I realized just lately that I hadn’t shaken off Claude Chabrol’s La Cérémonie since watching it six months ago, and revisiting it last week convinced me that it needs to be seen twice. Based on Ruth Rendell’s acidic novel A Judgement in Stone, it opens with a strange scene—Jacqueline Bisset interviewing Sandrine Bonnaire for the servant’s position in her country home—in which the women talk past each other without either of them noticing. Bisset’s family is bourgeois to its core, but it’s also cultured, energetic, and friendly; by contrast, Bonnaire’s Sophie is a clenched and private woman so distressed by her illiteracy that she keeps her internal life hidden from the world. A fragile case in the best of times, she befriends the town’s postal clerk—Isabelle Huppert—a woman who skips around in pig-tails and flouncy skirts, but who turns out to be a social tumor intent on pouring her class hatred into the servant girl’s ear.
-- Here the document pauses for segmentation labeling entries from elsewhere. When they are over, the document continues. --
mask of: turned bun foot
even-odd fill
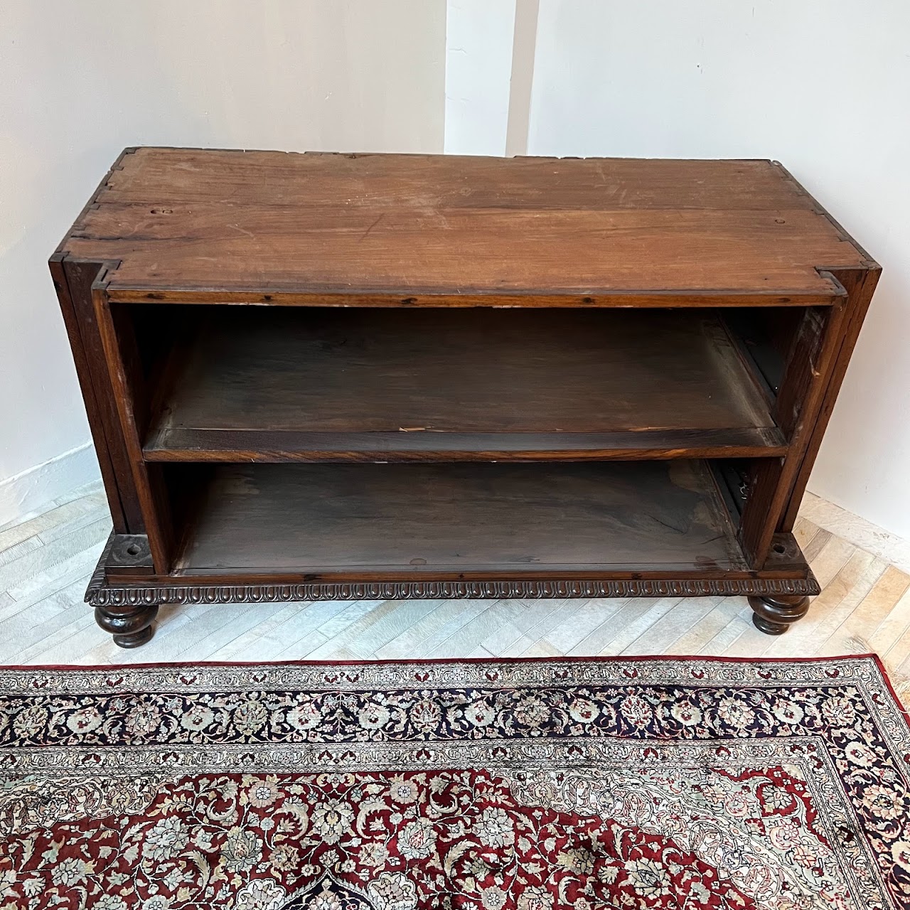
[[[155,634],[157,603],[140,607],[96,607],[95,622],[114,635],[114,643],[121,648],[138,648]]]
[[[750,597],[752,622],[766,635],[783,635],[791,623],[803,619],[809,612],[808,597],[766,594]]]

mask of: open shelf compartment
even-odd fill
[[[167,309],[148,461],[786,451],[713,309]]]
[[[713,465],[175,465],[178,575],[606,577],[745,571]]]

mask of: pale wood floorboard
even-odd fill
[[[813,500],[813,517],[824,517]],[[843,524],[843,513],[840,518]],[[785,635],[759,632],[744,598],[329,601],[162,608],[155,638],[116,648],[83,602],[109,531],[91,487],[0,527],[0,662],[365,660],[875,651],[910,701],[910,575],[801,516],[794,529],[823,593]]]

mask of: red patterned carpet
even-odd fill
[[[0,908],[910,906],[876,660],[0,671]]]

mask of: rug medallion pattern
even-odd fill
[[[0,910],[910,906],[875,658],[0,670]]]

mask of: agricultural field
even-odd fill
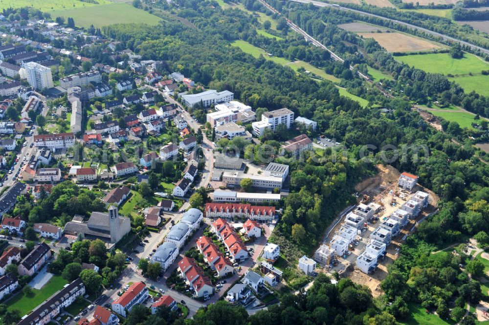
[[[377,6],[381,8],[395,8],[389,0],[365,0],[368,4],[372,6]]]
[[[489,21],[466,21],[465,22],[457,22],[461,25],[467,24],[470,25],[474,29],[489,33]]]
[[[345,30],[354,33],[359,33],[360,32],[375,32],[378,31],[381,32],[386,32],[389,30],[385,27],[376,25],[371,25],[366,22],[350,22],[349,23],[344,23],[338,25],[338,27],[342,28]]]
[[[345,97],[348,97],[350,99],[353,99],[356,102],[357,102],[358,104],[361,105],[363,107],[367,107],[367,105],[368,105],[368,101],[366,99],[364,99],[361,97],[359,97],[356,95],[354,95],[353,94],[351,94],[348,92],[344,88],[336,86],[338,88],[338,90],[339,90],[339,94],[341,96],[344,96]]]
[[[109,0],[97,0],[99,4],[110,4]],[[0,9],[30,7],[41,11],[85,8],[98,5],[79,0],[0,0]]]
[[[373,38],[390,52],[419,52],[442,48],[434,43],[400,33],[359,33],[358,35],[364,38]]]
[[[135,23],[157,25],[161,19],[127,3],[111,3],[87,8],[56,10],[49,12],[53,17],[72,18],[79,27],[97,27],[115,23]]]

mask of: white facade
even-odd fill
[[[50,68],[35,62],[23,63],[22,66],[25,69],[27,82],[32,87],[42,90],[54,87]]]

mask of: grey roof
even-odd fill
[[[156,252],[151,258],[152,261],[164,263],[177,249],[177,245],[174,243],[165,241],[156,248]]]
[[[253,283],[258,283],[262,277],[260,275],[253,271],[248,272],[245,276],[244,279]]]
[[[178,222],[172,227],[172,229],[168,232],[168,234],[166,235],[166,237],[170,239],[180,240],[183,238],[184,236],[188,232],[188,226],[185,223]]]
[[[192,208],[183,214],[180,222],[187,224],[194,224],[197,222],[202,215],[202,212],[198,209]]]

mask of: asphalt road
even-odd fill
[[[420,27],[419,26],[413,25],[410,23],[408,23],[407,22],[400,22],[399,21],[397,21],[394,19],[391,19],[390,18],[387,18],[386,17],[382,17],[381,16],[379,16],[378,15],[375,15],[374,14],[371,14],[368,12],[365,12],[364,11],[361,11],[360,10],[357,10],[356,9],[351,9],[350,8],[342,7],[341,6],[338,6],[338,5],[333,5],[330,3],[322,2],[319,1],[315,1],[314,0],[289,0],[289,1],[292,1],[295,2],[299,2],[300,3],[312,3],[312,4],[317,7],[332,7],[333,8],[336,8],[340,10],[347,10],[349,11],[353,11],[354,12],[356,12],[360,14],[361,15],[363,15],[364,16],[368,16],[372,17],[379,18],[385,21],[389,21],[390,22],[394,22],[399,25],[402,25],[403,26],[406,26],[412,29],[416,29],[417,30],[420,30],[424,32],[426,34],[429,34],[430,35],[438,36],[446,41],[449,41],[450,42],[458,43],[461,45],[463,45],[466,46],[468,46],[473,50],[479,50],[481,52],[485,53],[487,54],[489,54],[489,49],[484,48],[484,47],[481,47],[481,46],[477,46],[471,43],[469,43],[468,42],[465,42],[465,41],[459,40],[458,39],[456,39],[451,36],[445,35],[443,34],[438,33],[437,32],[434,32],[432,30],[430,30],[429,29],[427,29],[426,28],[424,28],[422,27]]]

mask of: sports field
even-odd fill
[[[389,52],[419,52],[440,48],[439,45],[400,33],[360,33],[364,38],[373,38]]]
[[[53,17],[72,18],[75,24],[80,27],[97,27],[115,23],[147,23],[157,25],[159,17],[137,9],[128,3],[111,3],[86,8],[78,8],[49,12]]]
[[[109,0],[97,0],[99,4],[111,3]],[[73,8],[84,8],[98,5],[79,0],[0,0],[0,9],[30,7],[41,11],[51,11]]]

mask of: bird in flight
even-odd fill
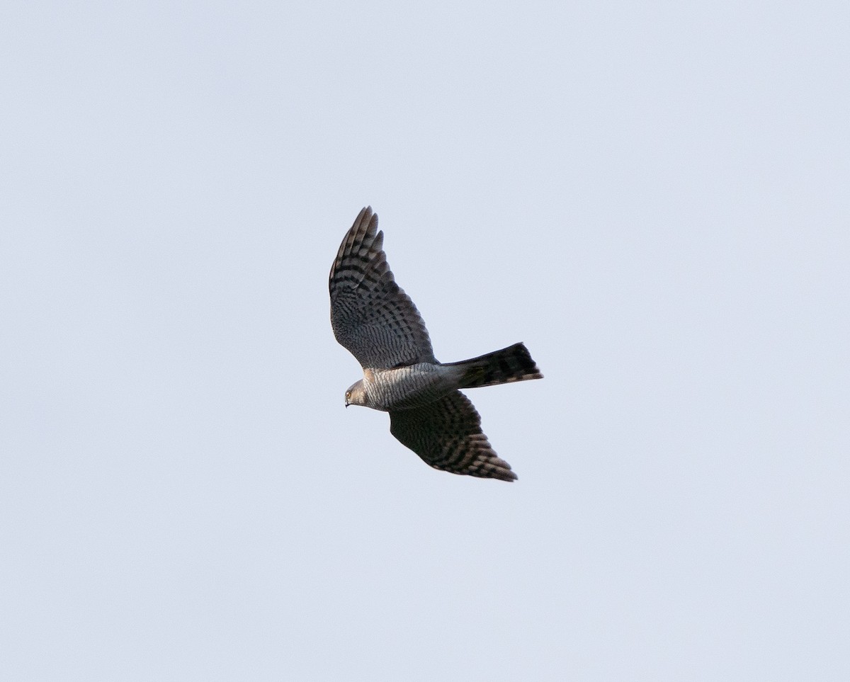
[[[389,412],[389,432],[434,469],[514,480],[459,389],[542,378],[523,344],[461,362],[438,362],[425,322],[395,283],[371,207],[360,211],[331,268],[331,324],[363,367],[345,406]]]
As the movie goes on the family’s bemused, well-meaning gestures subtly mutate into emblems of condescension and entitlement; my second time through the film I was especially irritated by the subtly patronizing lilt Bisset injects into “Sophie” when calling Bonnaire to some grubby chore. Chabrol joked that La Cérémonie was “the last Marxist film”, and the movie shows just how narrow the seam can be between between personal and political motives. It’s reminiscent of Mamet’s Oleanna (not a crowd favorite, I know) in the sense that even though the aggrieved party’s reaction—in this case, a Manson-style slaughter—may color them as unreasonable, or even insane, their basic complaint remains unassailable.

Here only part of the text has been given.